No single shot lands the fix —
it is a chain of not-quite-cures.

  1. Incident +5 min

    Cache the result + move SCAN to a threadpool

    First reflex: keep SCAN off the main thread. The problem is postponed, not solved — the moment the cache expires, things spike again.

  2. +30 min

    Switch to in-memory cache + 60s background refresh

    SCAN drops from "every request" to "every minute". Blast radius shrinks, but startup still slams it.

  3. +90 min

    Drop background refresh · startup-only warmup

    Concede that online refresh is risky; retreat to scanning once at startup. But every restart still takes the hit.

  4. +6 hours

    Restore the handler · fix the caching contract

    Fix the endpoint behaviour so the fallback path does not introduce new bugs.

  5. +25 hours

    Maintain domestic ids in a Redis SET

    This is the cure: write into an explicit set when models go up or down, and read with SMEMBERS — dropping from an O(N) scan to an O(1) lookup. The SCAN path is removed from production code entirely.

Each firefight "looked a little better than the last," but the full cure took 25 hours. Thirty extra seconds from the architect at Step 05 would have erased these 25 hours.

Rewrite · same spec

What an architect-readable Issue
actually looks like.

Original prompt · four things missing

BAD

Right now the domestic-model check is done by prefix matching. I want to turn it into a field on model detail…

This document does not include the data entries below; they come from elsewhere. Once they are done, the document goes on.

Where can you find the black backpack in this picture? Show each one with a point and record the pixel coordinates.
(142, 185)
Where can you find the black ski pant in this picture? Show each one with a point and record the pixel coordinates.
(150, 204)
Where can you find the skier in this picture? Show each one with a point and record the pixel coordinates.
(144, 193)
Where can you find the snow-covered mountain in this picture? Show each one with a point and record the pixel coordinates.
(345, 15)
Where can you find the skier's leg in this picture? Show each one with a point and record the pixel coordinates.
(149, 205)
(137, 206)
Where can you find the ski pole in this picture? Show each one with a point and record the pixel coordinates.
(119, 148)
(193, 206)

Run search checks separately for the China site and the global site…

Suggest adding an E2E step in smoke tests.

  • ✗ Constraints
  • ✗ Non-goals
  • ✗ Verification
  • ✗ Architecture notes

Same spec · rewritten

GOOD

Goal Move the "domestic model" check from engine-prefix matching to a model_detail.made_in_china field — so adding or removing a model is a one-field change.

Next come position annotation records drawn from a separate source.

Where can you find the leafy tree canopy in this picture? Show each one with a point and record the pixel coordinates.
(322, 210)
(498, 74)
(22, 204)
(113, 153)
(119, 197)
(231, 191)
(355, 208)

Constraints /api/site/config is a high-frequency endpoint; every user hits it on front-end startup. Scanning the Redis keyspace per request is not allowed. model_detail is ~80 entries today, projected to grow to ~500.

Non-goals Do not implement via SCAN / KEYS. Do not run O(N) work on the request path. This change does not touch the front-end cache strategy.

Architecture notes Maintain an explicit Redis SET (e.g. domestic_model_ids); write on add/remove; reads are O(1).

Verification China site search only returns made_in_china=1; global site unchanged; live /api/site/config p99 does not increase; smoke gets a new E2E assertion.

  • ✓ Constraints
  • ✓ Non-goals
  • ✓ Verification
  • ✓ Architecture notes

The right-hand version is about 150 words longer. Those 150 words buy back 25 hours of firefighting and one production incident.

Install the six-section template as the Prompt Spec Skill ↗ — Read SKILL.md directly, or npx skills add realRoc/skills --skill prompt-spec

Takeaways

This case teaches three things.

  1. AI coding speed forces review upstream.

    From prompt to prod-bound commit took 20 minutes. By the time "PR review" sees the problem, it is already too late — the real review happens at the prompt stage, done by issue framing.

  2. A prompt without constraints / non-goals is a blank check.

    AI will not ask itself "what is the call frequency" or "how large is the data". Those numbers have to be put in the Issue by a human. Every blank in the spec is an entry point for the next incident.

  3. Architect review is the most expensive 30 seconds in the workflow.

    AI writes code in 5 minutes; the architect needs 30 seconds to recognise "wrong path". This step has to be a human — only humans have the system-side context (QPS curves, past incidents, capacity plans).